Yunis, if you have a GTR they wont quite fit... the rear arch is wider than a GTS-t so would probably bend those skirts down and under the car...


----------



## markyboy.1967 (Feb 14, 2004)

*Before and After*

Engine bay before.











During.











After.










Still got quite a way to go with the engine bay cosmetics. Ordered an SFS silicon hose set, Gredy stainless radiator top pipe, Nismo radiator cap, then its a few other bits and pieces which are undecided yet


----------



## GTR-NUTTER (Jul 9, 2002)

BLODY HELL MARK

im now blind

K


----------



## SteveC (Jul 2, 2001)

Not a skyline...

exterior









Interior before..










Exterior after









Interior after











getting signwritten soon...

see ya
Steve


----------



## Luffy (Jul 12, 2004)

Whats the real spoiler mate, might look nice on me 32


----------



## SteveC (Jul 2, 2001)

I can't remember but it was quite cheap off ebay from america. I had a bit of hassle getting it here because I forgot their dates were different, and they seemed to forget that too.

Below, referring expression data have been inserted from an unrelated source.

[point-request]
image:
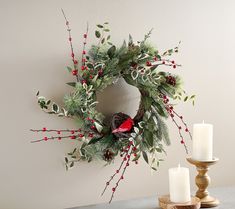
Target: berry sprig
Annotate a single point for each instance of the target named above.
(126, 154)
(75, 62)
(157, 62)
(185, 124)
(170, 110)
(74, 134)
(83, 67)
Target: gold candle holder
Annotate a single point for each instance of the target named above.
(202, 181)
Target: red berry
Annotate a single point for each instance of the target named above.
(148, 63)
(74, 72)
(90, 134)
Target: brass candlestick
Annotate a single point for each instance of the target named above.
(202, 181)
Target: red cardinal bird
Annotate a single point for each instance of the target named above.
(125, 126)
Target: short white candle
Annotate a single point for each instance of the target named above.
(202, 142)
(179, 185)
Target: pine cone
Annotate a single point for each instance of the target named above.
(108, 155)
(171, 80)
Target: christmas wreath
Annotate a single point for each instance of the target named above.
(138, 63)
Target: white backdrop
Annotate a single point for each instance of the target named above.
(34, 53)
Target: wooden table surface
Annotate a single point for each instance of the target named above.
(226, 195)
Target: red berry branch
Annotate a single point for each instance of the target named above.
(75, 62)
(165, 62)
(74, 134)
(172, 113)
(127, 152)
(83, 67)
(185, 125)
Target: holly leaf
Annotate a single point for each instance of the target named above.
(98, 127)
(55, 108)
(69, 69)
(111, 51)
(100, 26)
(93, 141)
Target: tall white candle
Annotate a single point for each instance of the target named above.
(179, 185)
(202, 142)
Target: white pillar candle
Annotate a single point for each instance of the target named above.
(202, 142)
(179, 185)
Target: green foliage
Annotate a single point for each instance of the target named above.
(106, 63)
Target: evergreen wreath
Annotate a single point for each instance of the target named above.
(146, 134)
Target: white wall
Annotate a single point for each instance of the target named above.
(34, 53)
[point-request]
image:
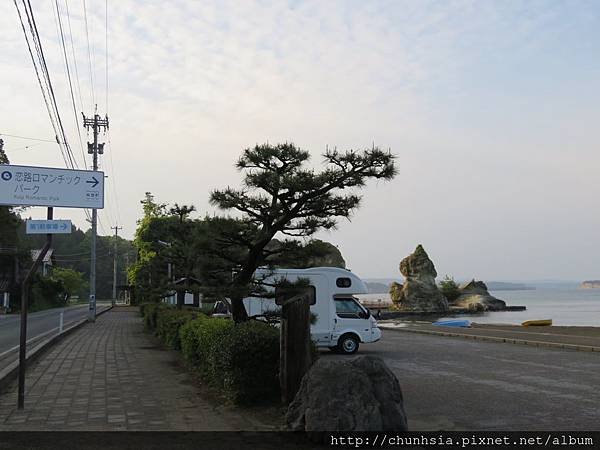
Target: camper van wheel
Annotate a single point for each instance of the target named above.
(348, 344)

it arrived in the end though...

It would look nice on a 32 though

/Steve


----------



## Luffy (Jul 12, 2004)

cheers mate, ill have a hunt around!!

by the way the car looks great!!


----------



## GTR-NUTTER (Jul 9, 2002)

LUFFY M8

try halfurds they got a carbon one thats similar, and cheap

K


----------



## Luffy (Jul 12, 2004)

cheers ill have a look,

found one on ebay for £70 but the bloke ended auction early, so ill keep looking!


----------



## BBD (May 30, 2002)

My process is LONG but anyways there was a lot in between.

First Picture of car.

And the current look


----------



## SteveC (Jul 2, 2001)

BBD that looks awesome. !!

the halfrauds one may not be wide enough from memory. Mine is the same width as the rear arches. 

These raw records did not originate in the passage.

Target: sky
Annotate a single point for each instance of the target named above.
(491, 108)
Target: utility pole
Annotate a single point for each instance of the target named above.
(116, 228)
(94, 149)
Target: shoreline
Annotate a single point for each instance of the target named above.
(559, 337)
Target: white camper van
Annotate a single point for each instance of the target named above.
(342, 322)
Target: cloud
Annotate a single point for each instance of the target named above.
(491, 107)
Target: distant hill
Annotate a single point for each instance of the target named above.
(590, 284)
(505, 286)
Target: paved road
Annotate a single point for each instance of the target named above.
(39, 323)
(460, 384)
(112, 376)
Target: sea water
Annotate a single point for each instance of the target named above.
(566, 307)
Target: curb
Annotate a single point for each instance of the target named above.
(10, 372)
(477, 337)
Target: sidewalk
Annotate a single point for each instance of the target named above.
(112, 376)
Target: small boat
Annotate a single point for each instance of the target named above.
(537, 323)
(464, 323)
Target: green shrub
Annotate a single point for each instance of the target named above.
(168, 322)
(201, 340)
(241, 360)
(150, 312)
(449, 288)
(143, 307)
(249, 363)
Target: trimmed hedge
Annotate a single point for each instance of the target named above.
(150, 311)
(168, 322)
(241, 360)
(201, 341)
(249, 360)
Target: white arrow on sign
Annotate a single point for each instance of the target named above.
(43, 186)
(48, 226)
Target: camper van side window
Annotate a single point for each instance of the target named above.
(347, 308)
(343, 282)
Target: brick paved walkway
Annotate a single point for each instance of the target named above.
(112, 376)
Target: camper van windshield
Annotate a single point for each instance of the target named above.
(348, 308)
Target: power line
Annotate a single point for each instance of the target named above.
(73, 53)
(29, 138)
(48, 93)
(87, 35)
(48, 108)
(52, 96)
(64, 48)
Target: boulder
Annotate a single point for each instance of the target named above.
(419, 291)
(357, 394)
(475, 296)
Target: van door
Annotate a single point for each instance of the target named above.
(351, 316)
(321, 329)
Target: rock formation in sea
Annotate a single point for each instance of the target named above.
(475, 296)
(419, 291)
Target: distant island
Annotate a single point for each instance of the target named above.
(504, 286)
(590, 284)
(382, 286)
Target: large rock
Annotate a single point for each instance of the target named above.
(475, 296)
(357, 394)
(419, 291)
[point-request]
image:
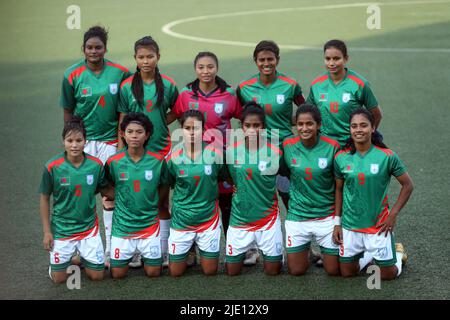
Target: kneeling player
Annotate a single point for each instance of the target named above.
(363, 171)
(138, 176)
(74, 178)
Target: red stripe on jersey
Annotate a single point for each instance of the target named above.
(116, 157)
(55, 163)
(118, 66)
(292, 82)
(291, 141)
(356, 79)
(319, 79)
(274, 148)
(214, 222)
(385, 150)
(248, 82)
(174, 154)
(95, 159)
(334, 143)
(168, 79)
(127, 80)
(145, 233)
(76, 73)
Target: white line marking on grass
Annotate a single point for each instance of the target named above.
(167, 28)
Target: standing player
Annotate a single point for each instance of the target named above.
(253, 165)
(218, 103)
(310, 157)
(339, 91)
(138, 176)
(152, 93)
(74, 178)
(363, 173)
(275, 92)
(90, 89)
(194, 170)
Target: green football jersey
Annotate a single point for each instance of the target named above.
(337, 101)
(136, 193)
(74, 206)
(311, 194)
(276, 99)
(255, 203)
(194, 202)
(94, 97)
(160, 139)
(366, 183)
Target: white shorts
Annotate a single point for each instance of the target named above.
(270, 242)
(123, 250)
(380, 247)
(283, 184)
(299, 235)
(90, 249)
(100, 149)
(208, 243)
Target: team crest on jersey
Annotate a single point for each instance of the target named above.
(148, 175)
(113, 88)
(323, 162)
(374, 168)
(65, 181)
(323, 97)
(86, 91)
(262, 165)
(90, 179)
(280, 98)
(218, 108)
(123, 176)
(346, 97)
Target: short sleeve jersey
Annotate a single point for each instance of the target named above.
(160, 140)
(337, 101)
(366, 183)
(311, 194)
(73, 189)
(255, 203)
(136, 188)
(276, 100)
(194, 202)
(218, 109)
(94, 97)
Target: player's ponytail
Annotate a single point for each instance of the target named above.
(74, 124)
(376, 138)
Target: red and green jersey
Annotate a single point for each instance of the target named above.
(194, 202)
(276, 99)
(74, 206)
(136, 193)
(217, 107)
(255, 203)
(311, 195)
(94, 97)
(366, 183)
(337, 101)
(160, 140)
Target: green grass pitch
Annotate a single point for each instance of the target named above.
(412, 86)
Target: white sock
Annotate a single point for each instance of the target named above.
(165, 231)
(398, 264)
(365, 260)
(107, 221)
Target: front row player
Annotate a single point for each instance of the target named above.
(139, 176)
(194, 170)
(363, 172)
(74, 178)
(310, 158)
(253, 165)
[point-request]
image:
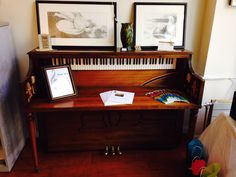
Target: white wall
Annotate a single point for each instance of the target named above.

That R34 looks totally menacing though.

/Steve


----------



## RB_26 (Nov 28, 2004)

What make of induction kit / pipe kit have you installed. Looks huge  :smokin:


----------



## RB_26 (Nov 28, 2004)

*Stunning engine bay.. in fact entire car!*



hipogtr said:


> Apologies for the poor picture quality - you get the basic idea.
> 
> Cya O!
> 
> ...


Awsome.  
Any chance of a tech rundown on the engine.... stunning by far the best I've seen. :smokin:


----------



## hyrev (Apr 30, 2004)

Hippo, i can barely tell the difference in the engine bay. What did you do to it?
Oh, you added some blue hoses. Ok, I see now. 

J/K-Holy Sh!t, i love that car!


----------



## JasonO (Jun 29, 2001)

Bet you can't tell what I changed


----------



## GavGTR (Jan 12, 2004)

JasonO said:


> Bet you can't tell what I changed


Maybe its the new Samsung Hairdryer on the right hand side of the engine bay - Industrail strength blower!  

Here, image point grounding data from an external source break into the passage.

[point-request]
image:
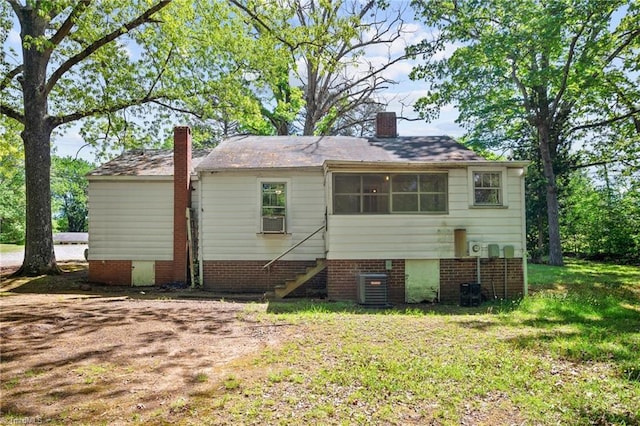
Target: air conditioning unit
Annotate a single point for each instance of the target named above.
(273, 224)
(475, 248)
(372, 290)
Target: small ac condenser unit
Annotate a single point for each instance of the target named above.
(273, 224)
(372, 290)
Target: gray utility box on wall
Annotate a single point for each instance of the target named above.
(372, 289)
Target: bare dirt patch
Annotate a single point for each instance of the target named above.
(99, 356)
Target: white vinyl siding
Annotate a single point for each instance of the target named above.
(231, 215)
(130, 220)
(415, 236)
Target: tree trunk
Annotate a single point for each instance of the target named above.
(39, 256)
(553, 210)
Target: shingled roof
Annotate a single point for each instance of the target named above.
(145, 162)
(259, 152)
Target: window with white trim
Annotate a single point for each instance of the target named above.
(375, 193)
(273, 206)
(488, 188)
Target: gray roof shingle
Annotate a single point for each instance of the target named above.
(145, 162)
(258, 152)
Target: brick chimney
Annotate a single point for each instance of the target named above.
(181, 199)
(386, 126)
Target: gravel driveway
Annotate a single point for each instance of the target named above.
(64, 252)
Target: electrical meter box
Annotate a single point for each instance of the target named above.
(509, 252)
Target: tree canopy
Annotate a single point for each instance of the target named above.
(549, 75)
(101, 63)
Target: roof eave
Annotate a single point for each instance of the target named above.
(130, 177)
(398, 165)
(258, 169)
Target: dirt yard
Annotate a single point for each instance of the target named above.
(84, 352)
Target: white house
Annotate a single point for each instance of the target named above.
(303, 215)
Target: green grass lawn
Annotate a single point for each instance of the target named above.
(568, 354)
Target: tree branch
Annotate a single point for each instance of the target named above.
(67, 65)
(11, 113)
(57, 121)
(10, 75)
(65, 28)
(605, 122)
(567, 66)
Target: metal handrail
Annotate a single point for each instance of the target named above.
(293, 247)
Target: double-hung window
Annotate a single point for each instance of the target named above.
(488, 188)
(273, 206)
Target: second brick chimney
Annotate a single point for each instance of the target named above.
(386, 126)
(181, 200)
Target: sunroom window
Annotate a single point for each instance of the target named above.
(376, 193)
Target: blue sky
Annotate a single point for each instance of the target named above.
(399, 97)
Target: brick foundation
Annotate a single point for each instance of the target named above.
(342, 278)
(113, 272)
(454, 272)
(164, 272)
(247, 276)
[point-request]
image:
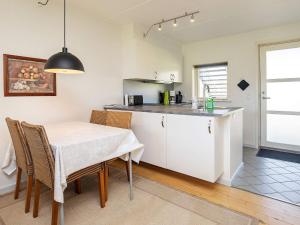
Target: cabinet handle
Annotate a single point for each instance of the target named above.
(162, 122)
(172, 77)
(209, 127)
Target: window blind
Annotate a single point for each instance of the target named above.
(215, 76)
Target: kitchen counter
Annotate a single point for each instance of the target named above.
(182, 109)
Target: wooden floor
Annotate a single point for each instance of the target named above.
(267, 210)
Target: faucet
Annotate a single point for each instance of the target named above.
(205, 87)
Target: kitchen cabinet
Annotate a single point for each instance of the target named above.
(150, 129)
(191, 146)
(185, 144)
(205, 147)
(146, 61)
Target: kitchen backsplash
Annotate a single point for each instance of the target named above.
(149, 91)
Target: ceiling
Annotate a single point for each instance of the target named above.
(216, 17)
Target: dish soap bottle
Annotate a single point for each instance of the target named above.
(210, 103)
(166, 98)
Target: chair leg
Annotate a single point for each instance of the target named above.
(127, 169)
(54, 219)
(78, 186)
(106, 181)
(28, 193)
(18, 181)
(37, 188)
(101, 187)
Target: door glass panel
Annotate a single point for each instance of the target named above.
(283, 63)
(284, 96)
(284, 129)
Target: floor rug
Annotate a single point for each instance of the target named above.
(153, 204)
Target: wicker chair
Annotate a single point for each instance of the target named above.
(23, 157)
(113, 119)
(43, 162)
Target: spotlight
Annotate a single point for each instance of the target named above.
(192, 20)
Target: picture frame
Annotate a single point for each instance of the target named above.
(25, 76)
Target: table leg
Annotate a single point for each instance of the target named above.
(61, 212)
(130, 177)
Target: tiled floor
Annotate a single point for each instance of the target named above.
(270, 177)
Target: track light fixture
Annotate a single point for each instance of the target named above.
(159, 24)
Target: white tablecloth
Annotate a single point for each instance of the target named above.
(77, 145)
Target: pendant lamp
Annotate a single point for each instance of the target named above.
(64, 62)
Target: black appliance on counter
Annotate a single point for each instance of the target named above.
(179, 97)
(135, 100)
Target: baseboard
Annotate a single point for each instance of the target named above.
(228, 182)
(236, 172)
(250, 146)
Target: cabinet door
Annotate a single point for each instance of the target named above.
(150, 130)
(190, 146)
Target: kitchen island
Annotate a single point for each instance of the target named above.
(204, 144)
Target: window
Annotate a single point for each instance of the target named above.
(215, 76)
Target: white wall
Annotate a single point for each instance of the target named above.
(29, 30)
(241, 52)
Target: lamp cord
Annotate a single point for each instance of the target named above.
(64, 23)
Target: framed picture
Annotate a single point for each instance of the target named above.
(25, 76)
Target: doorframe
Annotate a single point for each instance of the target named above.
(261, 45)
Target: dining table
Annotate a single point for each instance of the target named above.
(77, 145)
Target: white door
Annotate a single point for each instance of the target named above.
(280, 96)
(150, 130)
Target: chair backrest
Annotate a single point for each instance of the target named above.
(41, 152)
(98, 117)
(112, 118)
(119, 119)
(23, 157)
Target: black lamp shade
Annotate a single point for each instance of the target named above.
(64, 62)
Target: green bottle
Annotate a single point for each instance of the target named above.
(166, 98)
(210, 104)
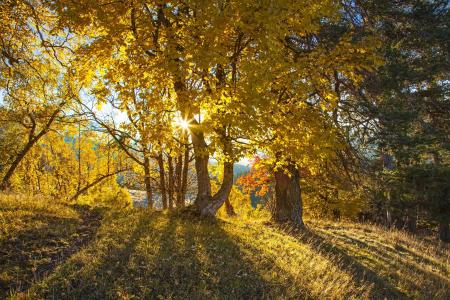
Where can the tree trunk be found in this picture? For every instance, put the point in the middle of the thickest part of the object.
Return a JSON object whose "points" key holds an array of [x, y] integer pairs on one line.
{"points": [[411, 222], [178, 179], [444, 232], [201, 168], [288, 200], [171, 181], [222, 194], [184, 176], [162, 181], [147, 182], [229, 208], [389, 221]]}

Have you got it running? Interested to hear what sort of figures your getting?


----------



## Andy Hornsby (Mar 22, 2003)

Me too.


----------



## hodgie (Oct 23, 2003)

Jason, that looks stunning mate 
Just give me a ring if you need anymore masking tape


----------



## hipogtr (Feb 17, 2002)

RB_26 said:


> Any chance of a tech rundown on the engine.... stunning by far the best I've seen. :smokin:


It would be a bit long to run the spec list.  Basically, its a full house engine build by Top Secret. Everythng you'd need for a reliable 800whp has been done (e.g 2.8ltr kit, twin 3037S turbines, 272s in/ex, single throttle setup, 1000cc injectors, etc. etc. etc). If you do a Search on the board, you'll see other posts relating to performance.

Cya O!


----------



## Guest (Jan 15, 2005)

Aw well, makes me kinda nostalgic for that RB26 I miss so much....

Before..









VTEC Power is great, but the RB26 is king:

After...

















Not knocking the NSX, a bloody fine car, but RB26 will always be my god 

Peace,

Glen


----------



## GTRalex (Jan 21, 2005)

'RB 26' you have done your engine very vey well. looks amazing. BLING.


----------